Assembled Quality Scores
The assembled quality scores outputted by mothur cannot be used for downstream quality screening. The score calculations are modeled after pandseq’s method. Here’s a link to the explanation from their documentation, https://github.com/neufeld/pandaseq#the-scores-of-the-output-bases-seem-really-low-whats-wrong.
- 1.26.0 - First Introduced
- 1.30.0 - Officially released
- 1.31.2 - Bug Fix: - https://forum.mothur.org/viewtopic.php?f=3&t=2451
- 1.32.0 - Bug Fix: if file option is used with group provided, and one or more files contain less good reads than number of processors, group assignments were incorrect. - https://forum.mothur.org/viewtopic.php?f=4&t=2571&p=7025#p7025
- 1.32.0 - Added findex and rindex parameters. Modified file options to add 4 column option - ffastq rfastq findex rindex. May use NONE as option for findex and rindex. Modified oligos file option to allow none as option for paired barcodes for index files. BARCODE NONE GCTGATGAGCTG Group1 would indicate you have a reverse index file, but no forward index file.
- 1.34.0 - Added checkorient parameter. - https://forum.mothur.org/viewtopic.php?f=3&t=2993.
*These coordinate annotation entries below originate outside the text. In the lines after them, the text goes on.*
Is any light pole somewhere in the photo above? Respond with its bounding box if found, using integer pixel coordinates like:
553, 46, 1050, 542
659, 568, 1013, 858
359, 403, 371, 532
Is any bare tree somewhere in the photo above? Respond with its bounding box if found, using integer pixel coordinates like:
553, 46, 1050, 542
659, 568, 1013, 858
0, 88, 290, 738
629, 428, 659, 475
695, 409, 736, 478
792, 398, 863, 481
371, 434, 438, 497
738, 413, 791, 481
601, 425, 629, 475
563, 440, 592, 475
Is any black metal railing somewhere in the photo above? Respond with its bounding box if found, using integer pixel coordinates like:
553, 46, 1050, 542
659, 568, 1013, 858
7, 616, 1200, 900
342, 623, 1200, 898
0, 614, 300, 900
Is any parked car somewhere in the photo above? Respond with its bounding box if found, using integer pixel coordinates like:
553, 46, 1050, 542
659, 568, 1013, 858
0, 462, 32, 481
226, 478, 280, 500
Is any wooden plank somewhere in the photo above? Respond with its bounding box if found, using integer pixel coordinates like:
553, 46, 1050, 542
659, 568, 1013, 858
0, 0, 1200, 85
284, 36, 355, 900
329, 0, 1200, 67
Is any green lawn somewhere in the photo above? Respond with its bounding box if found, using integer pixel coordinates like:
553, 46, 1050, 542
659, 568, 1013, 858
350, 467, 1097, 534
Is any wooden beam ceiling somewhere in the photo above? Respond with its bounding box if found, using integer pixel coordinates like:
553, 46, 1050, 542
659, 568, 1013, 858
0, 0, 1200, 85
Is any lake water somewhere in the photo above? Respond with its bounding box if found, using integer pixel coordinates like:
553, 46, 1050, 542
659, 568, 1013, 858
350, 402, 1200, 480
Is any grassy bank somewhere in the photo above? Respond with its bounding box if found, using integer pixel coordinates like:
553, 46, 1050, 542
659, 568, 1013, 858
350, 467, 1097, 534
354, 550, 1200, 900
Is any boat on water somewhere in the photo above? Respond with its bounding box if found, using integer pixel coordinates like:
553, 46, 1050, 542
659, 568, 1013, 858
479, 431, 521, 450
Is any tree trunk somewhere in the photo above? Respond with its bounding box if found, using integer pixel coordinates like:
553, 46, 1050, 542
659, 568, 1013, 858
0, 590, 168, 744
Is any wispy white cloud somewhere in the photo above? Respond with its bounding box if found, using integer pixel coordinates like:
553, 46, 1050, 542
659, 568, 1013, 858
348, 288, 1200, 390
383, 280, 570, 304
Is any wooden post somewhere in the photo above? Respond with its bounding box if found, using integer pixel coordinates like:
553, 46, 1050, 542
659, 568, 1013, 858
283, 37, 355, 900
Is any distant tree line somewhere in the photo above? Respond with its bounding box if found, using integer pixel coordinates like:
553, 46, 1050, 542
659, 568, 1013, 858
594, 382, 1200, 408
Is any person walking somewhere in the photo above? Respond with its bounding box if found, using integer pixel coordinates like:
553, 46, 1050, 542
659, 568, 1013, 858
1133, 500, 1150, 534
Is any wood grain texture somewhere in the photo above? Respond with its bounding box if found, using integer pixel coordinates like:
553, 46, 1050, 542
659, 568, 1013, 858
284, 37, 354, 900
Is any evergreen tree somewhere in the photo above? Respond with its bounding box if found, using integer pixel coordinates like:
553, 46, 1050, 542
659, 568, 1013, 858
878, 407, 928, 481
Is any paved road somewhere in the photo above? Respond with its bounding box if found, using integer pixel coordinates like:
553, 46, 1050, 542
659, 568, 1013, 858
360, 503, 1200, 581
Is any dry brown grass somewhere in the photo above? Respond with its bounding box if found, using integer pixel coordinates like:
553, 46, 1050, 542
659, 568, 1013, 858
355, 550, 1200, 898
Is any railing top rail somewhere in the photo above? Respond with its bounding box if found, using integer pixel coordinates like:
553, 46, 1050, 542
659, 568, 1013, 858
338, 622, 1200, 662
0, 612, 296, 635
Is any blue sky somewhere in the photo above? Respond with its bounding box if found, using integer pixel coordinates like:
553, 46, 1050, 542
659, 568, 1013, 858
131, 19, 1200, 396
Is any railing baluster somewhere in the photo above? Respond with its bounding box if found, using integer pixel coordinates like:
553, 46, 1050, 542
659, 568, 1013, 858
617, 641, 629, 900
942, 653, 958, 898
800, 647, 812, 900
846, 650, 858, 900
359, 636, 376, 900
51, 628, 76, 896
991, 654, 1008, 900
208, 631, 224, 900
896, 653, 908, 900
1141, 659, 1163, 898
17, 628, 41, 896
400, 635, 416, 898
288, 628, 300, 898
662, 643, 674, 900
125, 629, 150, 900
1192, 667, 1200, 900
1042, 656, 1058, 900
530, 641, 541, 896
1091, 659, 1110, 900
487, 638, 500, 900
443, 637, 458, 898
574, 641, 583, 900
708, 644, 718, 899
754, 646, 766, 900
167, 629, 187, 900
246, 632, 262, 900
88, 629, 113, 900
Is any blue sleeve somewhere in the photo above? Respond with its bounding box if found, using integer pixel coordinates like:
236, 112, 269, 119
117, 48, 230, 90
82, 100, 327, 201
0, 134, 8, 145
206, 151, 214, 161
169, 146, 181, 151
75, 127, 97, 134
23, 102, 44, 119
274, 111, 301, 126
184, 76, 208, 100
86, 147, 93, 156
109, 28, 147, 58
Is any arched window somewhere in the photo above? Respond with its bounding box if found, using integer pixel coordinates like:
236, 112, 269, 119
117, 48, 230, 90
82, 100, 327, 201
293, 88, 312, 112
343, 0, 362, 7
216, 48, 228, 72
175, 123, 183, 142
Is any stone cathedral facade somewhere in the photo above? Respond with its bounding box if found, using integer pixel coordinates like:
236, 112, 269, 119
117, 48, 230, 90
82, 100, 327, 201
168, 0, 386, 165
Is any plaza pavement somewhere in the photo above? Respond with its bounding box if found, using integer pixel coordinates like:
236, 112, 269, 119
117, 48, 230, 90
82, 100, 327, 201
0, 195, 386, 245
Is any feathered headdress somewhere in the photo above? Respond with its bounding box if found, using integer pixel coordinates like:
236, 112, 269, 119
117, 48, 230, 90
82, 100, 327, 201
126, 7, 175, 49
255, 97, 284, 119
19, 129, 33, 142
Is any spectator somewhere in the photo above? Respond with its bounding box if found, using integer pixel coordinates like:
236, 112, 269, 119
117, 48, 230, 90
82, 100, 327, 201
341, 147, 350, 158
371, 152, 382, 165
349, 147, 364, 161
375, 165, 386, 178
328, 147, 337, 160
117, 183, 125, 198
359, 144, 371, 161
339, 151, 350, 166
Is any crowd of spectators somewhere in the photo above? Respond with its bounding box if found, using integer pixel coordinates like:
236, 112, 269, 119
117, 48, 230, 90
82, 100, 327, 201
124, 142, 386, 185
- 1.36.0 - Bug Fix: when using index files in version 1.35 quality data was over trimmed by the length of the barcode.
- 1.36.0 - allow for missing reads in files.
- 1.36.0 - allow for gzipped version of fastq files as inputs. Mac and Linux only.
- 1.37.0 - Adds rename parameter. #132
- 1.37.0 - Bug Fix: File mismatch error with certain sequence name formats and multiple processors. Three column format gz file not producing group file.
- 1.37.0 - Bug Fix: Fixes name mismatch error for rare names and gives a slight speed boost. #167
- 1.38.0 - Removes indexFile requirement for using NONE option in oligos file.
- 1.38.0 - Skips blanks files and continues.
- 1.38.1 - Fixes filename expansion issue. https://forum.mothur.org/viewtopic.php?f=3&t=5869&p=14857#p14857
- 1.39.0 - Fixes bug where mothur was not finding matches for sequence names “off by one character” in the name.
- 1.40.0 - Rewrite of threaded code. Default processors=Autodetect number of available processors and use all available.
- 1.40.2 - Fixes *contigs.report file append issue that resulted in reads missing from report.
- 1.40.5 - Fixes gz file read issues. #471
- 1.40.5 - Change to quality score calculation. #468
- 1.41.0 - Updates boost version to 1.68.0.
- 1.41.0 - Fixes group file issue with *.gz files. #480
- 1.41.0 - Fixes group names appending issue. https://forum.mothur.org/t/make-contigs-with-oligo-creating-new-names/3542
- 1.43.0 - Adds qfile option to make.contigs. #650
- 1.43.0 - Adds auto decompress feature to make.contigs if gz read fails. #634
- 1.43.0 - Windows users can now run make.contigs with *.gz files.
- 1.44.0 - Improves mothur’s checkorient option in make.contigs. Also sets checkorient=t by default.
- 1.45.0 Fixes bug with qfile option in make.contigs. #745
- 1.45.0 Fixes bug with make.contigs not making group file for *.gz files with oligos file. #753
- 1.45.0 Fixes make.contigs segfault.